Dans un article paru en 1924, un journaliste se rend à Terre Libérée. Cet article rend la visite très vivante, vous découvrez la colonie comme si vous vous y rendiez pour la première fois.

Transcription

Le narrateur : En 1924, un « camarade » du Libertaire, un hebdomadaire fondé en 1895 par Louise Michel et Sébastien Faure, rend visite à Terre Libérée. Cet article rend la visite très vivante, vous découvrez la colonie comme si vous y arriviez pour la première fois.

Jean Peyroux : Je profitai de ma présence à Tours, pour aller visiter la colonie où Rimbault et quelques pionniers sont en train, depuis une quarantaine de jours, de défricher un sol ingrat. La question des colonies anarchistes m’intéressait au plus haut point, je partis d’enthousiasme.

Nous y allâmes avec Nadaud et Lehoux, nous prîmes à Tours le tramway qui part à 14h15 et qui s’arrête à Luynes à 15 heures. Arrivés là, nous marchâmes sur la route de Cléré, que nous abandonnâmes après trente-cinq minutes de marche pour prendre un petit chemin d’abord un peu large qui se termine en sentier au milieu de froments, d’avoines, d’arbustes et de touffes d’herbes.

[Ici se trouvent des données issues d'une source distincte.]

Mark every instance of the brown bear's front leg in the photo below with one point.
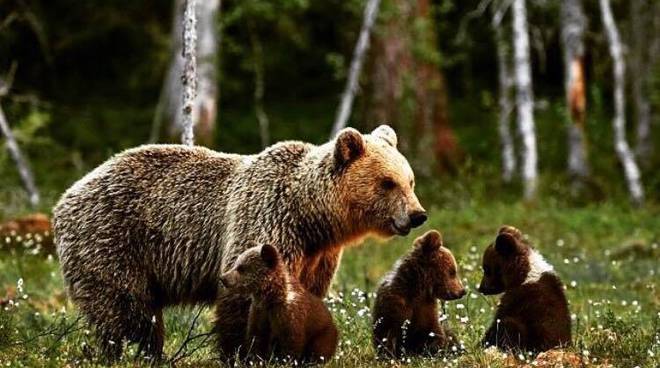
(317, 273)
(231, 320)
(257, 342)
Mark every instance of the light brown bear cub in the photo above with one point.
(406, 307)
(285, 320)
(533, 312)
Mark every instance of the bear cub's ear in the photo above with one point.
(270, 255)
(430, 242)
(387, 134)
(349, 145)
(508, 244)
(511, 230)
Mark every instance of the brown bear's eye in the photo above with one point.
(388, 184)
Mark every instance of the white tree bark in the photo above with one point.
(524, 98)
(630, 168)
(22, 165)
(572, 36)
(344, 111)
(189, 76)
(204, 111)
(505, 81)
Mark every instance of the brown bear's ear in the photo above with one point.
(507, 244)
(270, 255)
(386, 133)
(430, 242)
(349, 145)
(511, 230)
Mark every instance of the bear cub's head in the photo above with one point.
(376, 184)
(509, 262)
(438, 267)
(254, 269)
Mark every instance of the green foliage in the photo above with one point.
(614, 299)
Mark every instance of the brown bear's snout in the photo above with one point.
(417, 218)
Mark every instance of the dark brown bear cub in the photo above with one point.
(285, 320)
(406, 308)
(533, 312)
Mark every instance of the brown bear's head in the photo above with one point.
(438, 267)
(509, 262)
(376, 182)
(256, 268)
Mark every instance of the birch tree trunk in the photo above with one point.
(505, 82)
(344, 111)
(21, 164)
(204, 108)
(189, 76)
(630, 168)
(640, 73)
(572, 36)
(524, 98)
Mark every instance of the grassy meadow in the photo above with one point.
(607, 255)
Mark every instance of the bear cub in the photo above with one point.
(285, 320)
(406, 308)
(533, 312)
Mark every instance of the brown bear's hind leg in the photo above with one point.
(119, 315)
(231, 320)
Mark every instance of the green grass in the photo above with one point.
(607, 255)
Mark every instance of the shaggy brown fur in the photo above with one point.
(533, 312)
(157, 225)
(286, 321)
(406, 307)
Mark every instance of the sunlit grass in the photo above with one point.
(607, 255)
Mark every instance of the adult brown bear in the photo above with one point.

Cinq minutes de plus et nous sommes arrivés. Nous apercevons au seuil d’une demeure un peu en ruine un petit groupe de compagnes et de compagnons et de deux bambins qui se distinguent des gens de l’endroit par leur mise. Nous nous approchons rapidement, il nous faut reprendre le tramway à 17 heures, nous avons à peine quarante minutes à être les hôtes de nos amis végétaliens. Dès notre approche, voilà Rimbault assis à une table qui rédige une déclaration de principes ou quelque chose d’analogue.

« - Bonjour, Rimbault », lui disons-nous. Il nous répond : « -Avez-vous mangé ? – oui. » Tout de suite il commence l’exposé et le fonctionnement de la colonie. Le régime végétalien est de rigueur à « Terre Libérée ». « Nous cherchons à nous exclure complètement du capitalisme », nous dit Rimbault. C’est alors que je lui fais remarquer qu’il n’a réussi qu’imparfaitement. En effet, j’aperçois le journal L’OEuvre, composé par des salariés. « Nous le recevons du Foyer végétalien », nous dit Rimbault. Nadaud, à son tour, de faire observer : « cette machine à coudre, ce fusil, le linge, le cuir de vos sandalettes, etc., etc. »

« Voilà, dit Rimbault, le fusil c’est le paysan qui était ici avant nous qui l’y a laissé ; quant aux autres objets, nous nous limitons ! (en effet sans chaussettes, un pantalon, une veste et sa chemise forment tout l’habillement de Rimbault).

Il continue : « Tu vois cet objet pour écraser les fruits ? Nous l’avons acheté au moment qu’il retournait au creuset, afin d’éviter au mineur de descendre dans la mine. Nous achetons tous nos objets au marché aux puces, nous les rafistolons, et voilà : il y a assez d’éléments arrachés aux entrailles de la terre ; si tout était utilisé pour des œuvres utiles point ne serait besoin de descendre dans les galeries des mines fouiller et extraire les métaux. »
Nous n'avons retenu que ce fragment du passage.